It may come as a surprise that even patent attorneys don’t believe every invention should be patented. The time, effort, and expense of preparing and filing a patent application should be reserved for those inventions that are likely to provide an advantage.

The following list of criteria can be used to help evaluate whether an invention should patented. It can also help prioritize multiple inventions and decide which inventions may be worthy of extra investment.

NATURE OF THE INVENTION

  • Does the invention relate to a new product or service?
  • Does the invention relate to an improvement in an existing product or service?
  • Does the invention relate to an improvement in the manufacturing or distribution of an existing product or service?

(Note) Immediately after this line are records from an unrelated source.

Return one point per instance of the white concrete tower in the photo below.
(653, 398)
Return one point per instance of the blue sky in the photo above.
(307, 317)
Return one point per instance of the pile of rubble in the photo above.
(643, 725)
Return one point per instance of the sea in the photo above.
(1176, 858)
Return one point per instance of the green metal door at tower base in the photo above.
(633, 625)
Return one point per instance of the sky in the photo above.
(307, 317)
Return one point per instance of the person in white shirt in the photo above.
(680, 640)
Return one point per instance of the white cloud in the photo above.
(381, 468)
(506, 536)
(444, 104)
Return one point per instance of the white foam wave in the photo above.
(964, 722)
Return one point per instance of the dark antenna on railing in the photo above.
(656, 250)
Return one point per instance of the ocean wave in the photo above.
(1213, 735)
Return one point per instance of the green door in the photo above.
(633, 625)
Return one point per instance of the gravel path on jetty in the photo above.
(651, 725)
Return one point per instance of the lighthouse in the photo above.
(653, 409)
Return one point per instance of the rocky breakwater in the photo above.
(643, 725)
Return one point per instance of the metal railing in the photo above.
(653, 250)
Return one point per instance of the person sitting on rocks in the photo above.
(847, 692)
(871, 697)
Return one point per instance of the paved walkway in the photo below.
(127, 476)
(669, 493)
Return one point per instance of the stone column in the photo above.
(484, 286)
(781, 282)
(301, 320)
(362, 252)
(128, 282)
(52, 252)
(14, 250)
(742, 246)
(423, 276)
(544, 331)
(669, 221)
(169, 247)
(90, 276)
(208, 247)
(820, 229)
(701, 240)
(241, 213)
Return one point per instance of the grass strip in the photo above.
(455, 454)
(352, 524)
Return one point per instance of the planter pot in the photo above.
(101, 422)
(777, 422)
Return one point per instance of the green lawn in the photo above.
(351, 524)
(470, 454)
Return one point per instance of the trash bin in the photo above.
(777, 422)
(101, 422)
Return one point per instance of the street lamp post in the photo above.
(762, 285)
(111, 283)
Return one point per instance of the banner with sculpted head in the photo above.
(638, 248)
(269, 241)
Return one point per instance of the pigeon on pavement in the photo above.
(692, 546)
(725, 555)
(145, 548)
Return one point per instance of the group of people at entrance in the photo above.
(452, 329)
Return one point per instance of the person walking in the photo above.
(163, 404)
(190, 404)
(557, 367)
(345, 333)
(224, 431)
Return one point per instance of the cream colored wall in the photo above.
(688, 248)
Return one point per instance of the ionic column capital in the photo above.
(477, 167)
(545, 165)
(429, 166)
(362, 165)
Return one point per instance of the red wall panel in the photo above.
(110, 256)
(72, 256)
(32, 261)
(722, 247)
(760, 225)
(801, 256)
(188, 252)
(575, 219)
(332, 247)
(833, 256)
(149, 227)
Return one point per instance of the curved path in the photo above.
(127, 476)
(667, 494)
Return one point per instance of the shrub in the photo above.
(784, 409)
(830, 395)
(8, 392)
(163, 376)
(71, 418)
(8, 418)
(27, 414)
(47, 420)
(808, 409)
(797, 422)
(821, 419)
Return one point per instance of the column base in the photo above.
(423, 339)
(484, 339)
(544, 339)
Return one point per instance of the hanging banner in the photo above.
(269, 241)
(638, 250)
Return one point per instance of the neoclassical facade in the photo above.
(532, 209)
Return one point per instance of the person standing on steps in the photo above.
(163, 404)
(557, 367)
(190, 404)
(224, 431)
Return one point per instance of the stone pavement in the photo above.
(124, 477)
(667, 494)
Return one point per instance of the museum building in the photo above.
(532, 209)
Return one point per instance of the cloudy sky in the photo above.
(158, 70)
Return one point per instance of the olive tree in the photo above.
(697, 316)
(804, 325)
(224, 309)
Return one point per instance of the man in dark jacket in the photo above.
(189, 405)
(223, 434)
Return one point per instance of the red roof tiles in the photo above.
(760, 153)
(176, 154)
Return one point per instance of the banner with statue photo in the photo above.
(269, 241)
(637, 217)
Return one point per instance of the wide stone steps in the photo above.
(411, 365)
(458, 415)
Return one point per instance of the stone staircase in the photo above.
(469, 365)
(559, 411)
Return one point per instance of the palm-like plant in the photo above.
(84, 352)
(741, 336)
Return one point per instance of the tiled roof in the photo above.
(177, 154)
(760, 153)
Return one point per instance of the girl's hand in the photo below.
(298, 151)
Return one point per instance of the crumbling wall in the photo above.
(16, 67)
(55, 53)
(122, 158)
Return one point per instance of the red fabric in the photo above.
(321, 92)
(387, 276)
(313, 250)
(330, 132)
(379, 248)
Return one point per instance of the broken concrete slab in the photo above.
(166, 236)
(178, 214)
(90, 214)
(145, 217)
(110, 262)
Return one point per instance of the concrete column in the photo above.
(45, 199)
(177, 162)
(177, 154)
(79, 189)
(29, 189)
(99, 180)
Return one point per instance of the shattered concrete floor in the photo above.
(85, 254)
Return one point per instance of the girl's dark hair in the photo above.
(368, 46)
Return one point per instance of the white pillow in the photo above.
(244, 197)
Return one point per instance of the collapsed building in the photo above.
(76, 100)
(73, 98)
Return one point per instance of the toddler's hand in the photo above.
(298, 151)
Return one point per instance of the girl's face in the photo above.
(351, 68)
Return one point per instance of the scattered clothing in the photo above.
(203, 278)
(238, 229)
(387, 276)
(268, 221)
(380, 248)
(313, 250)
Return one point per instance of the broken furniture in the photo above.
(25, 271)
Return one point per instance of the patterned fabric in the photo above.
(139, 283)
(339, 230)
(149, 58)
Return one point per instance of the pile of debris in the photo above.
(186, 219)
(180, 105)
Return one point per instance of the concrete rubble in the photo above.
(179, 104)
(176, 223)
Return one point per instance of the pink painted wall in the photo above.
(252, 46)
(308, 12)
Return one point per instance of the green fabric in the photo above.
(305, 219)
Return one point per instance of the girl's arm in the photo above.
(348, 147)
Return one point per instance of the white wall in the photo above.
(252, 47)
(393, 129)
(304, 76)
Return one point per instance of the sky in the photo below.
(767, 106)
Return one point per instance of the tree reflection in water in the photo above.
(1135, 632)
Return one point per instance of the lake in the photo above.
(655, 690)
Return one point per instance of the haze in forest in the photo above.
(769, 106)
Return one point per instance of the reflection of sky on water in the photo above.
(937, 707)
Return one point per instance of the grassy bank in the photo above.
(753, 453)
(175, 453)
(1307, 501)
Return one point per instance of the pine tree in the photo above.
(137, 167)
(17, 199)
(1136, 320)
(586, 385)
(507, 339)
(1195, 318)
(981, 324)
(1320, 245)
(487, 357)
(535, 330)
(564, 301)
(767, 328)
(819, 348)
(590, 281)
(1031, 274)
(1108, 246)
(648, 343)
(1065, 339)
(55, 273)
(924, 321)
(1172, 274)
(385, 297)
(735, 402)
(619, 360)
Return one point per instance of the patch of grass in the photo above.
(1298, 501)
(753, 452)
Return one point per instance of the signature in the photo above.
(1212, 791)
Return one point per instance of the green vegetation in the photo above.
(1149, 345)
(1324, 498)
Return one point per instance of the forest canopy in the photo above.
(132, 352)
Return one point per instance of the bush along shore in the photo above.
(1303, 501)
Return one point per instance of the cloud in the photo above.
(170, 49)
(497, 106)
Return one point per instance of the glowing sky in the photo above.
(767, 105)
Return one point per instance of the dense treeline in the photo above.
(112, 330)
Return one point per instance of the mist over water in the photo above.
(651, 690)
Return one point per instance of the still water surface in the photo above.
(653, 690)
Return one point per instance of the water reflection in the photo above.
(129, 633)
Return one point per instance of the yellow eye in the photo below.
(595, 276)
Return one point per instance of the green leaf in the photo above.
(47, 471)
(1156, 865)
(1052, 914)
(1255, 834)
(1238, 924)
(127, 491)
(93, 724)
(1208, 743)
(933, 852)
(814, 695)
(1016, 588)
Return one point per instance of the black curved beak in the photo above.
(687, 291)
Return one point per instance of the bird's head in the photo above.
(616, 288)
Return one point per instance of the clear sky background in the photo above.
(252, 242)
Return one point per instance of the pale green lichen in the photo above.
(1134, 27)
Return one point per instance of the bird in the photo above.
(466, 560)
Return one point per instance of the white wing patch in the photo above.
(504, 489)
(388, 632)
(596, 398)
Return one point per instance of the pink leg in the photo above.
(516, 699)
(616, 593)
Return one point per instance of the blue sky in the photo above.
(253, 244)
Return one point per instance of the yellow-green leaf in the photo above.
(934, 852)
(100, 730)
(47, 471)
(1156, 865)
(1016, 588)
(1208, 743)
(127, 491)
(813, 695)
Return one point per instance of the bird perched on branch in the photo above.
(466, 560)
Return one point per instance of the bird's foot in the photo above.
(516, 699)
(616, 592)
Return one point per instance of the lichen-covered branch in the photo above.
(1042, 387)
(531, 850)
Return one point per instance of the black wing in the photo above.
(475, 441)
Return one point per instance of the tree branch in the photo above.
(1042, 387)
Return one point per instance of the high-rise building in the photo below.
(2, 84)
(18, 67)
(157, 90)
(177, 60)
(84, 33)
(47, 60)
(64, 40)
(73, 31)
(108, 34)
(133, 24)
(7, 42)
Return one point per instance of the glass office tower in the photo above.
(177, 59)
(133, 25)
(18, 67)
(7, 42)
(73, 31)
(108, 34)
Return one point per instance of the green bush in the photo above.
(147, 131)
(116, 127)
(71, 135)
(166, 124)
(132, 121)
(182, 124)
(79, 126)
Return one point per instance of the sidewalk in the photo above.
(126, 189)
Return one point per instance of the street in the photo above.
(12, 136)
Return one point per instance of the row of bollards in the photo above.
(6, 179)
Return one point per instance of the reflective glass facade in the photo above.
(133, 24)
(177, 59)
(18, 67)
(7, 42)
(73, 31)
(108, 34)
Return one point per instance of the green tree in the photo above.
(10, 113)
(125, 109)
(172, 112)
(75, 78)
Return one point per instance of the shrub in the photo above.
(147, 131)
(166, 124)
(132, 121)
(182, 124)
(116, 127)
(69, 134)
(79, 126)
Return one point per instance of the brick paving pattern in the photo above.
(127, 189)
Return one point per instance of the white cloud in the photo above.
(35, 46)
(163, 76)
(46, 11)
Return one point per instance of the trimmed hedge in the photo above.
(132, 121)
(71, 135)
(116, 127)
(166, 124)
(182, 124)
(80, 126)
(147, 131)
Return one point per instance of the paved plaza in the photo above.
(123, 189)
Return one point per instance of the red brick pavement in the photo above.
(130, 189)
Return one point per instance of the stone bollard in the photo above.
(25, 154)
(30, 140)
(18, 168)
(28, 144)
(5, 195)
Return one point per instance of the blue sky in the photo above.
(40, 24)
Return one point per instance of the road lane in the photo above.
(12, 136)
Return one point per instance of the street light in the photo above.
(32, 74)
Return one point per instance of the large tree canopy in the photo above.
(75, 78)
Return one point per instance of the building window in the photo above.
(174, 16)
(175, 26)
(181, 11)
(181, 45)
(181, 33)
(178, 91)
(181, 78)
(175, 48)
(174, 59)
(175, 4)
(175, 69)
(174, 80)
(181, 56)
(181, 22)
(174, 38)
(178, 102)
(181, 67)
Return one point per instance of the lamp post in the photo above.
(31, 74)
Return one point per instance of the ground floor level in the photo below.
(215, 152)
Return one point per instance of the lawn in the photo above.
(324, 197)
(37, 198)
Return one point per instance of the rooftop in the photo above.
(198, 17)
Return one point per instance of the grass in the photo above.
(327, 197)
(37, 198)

TECHNOLOGICAL SIGNIFICANCE

  • The invention solves a problem only faced by Company’s particular approach.
  • The invention solves a problem faced by Company’s major competitor(s).
  • The invention solves a problem faced by the Industry at large.
  • The invention provides a new capability for Company’s products.
  • The invention provides a new capability for Company’s and major competitor’s products.
  • The invention provides a new capability for the products of the industry at large.
  • The invention improves quality.
  • The invention makes the product easier to use/more reliable.
  • The invention makes the product safer.
  • The invention reduces costs.

TIMELINESS

  • The invention is being implemented.
  • Implementation of the invention is scheduled.
  • Implementation of the invention is planned.
  • No immediate plans to implement the invention.
  • The invention is presently fully developed.
  • The invention could be fully developed as a routine matter with minimal resources.
  • The invention will require significant resources to completely develop.
  • The invention will require a major project to completely develop.
  • The invention is currently only theoretically possible.

COMMERCIAL SIGNIFICANCE

  • The invention relates to a high volume, high profit product.
  • The invention relates to a medium volume, high profit product.
  • The invention relates to a high volume, medium profit product.
  • The invention relates to a low volume, high profit product.
  • The invention relates to a medium volume, medium profit product.
  • The invention relates to a high volume, low profit product.
  • The invention relates to a low volume, medium profit product.
  • The invention relates to a medium volume, low profit product.
  • The invention relates to a low volume, low profit product.

COMMERCIAL IMPACT

  • DEMAND

    • The invention creates an entirely new product or service.
    • The invention involves a feature that makes the Company’s product critical to all or most customers.
    • The invention adds a feature that makes the Company’s product superior to all or most customers.
    • The invention adds a features that is critical to an important subgroup of customers.
  • SALES

    • The invention will make it more likely most consumers would purchase the Company’s product/service.
    • The invention will make it more likely that some customers will purchase the Company’s product/service.
    • The invention will allow the Company to sell other unrelated products.
  • PRICING

    • The invention will allow the Company to increase prices.
    • The invention will allow the Company to maintain prices.
    • The invention will force competitors to reduce prices to compete.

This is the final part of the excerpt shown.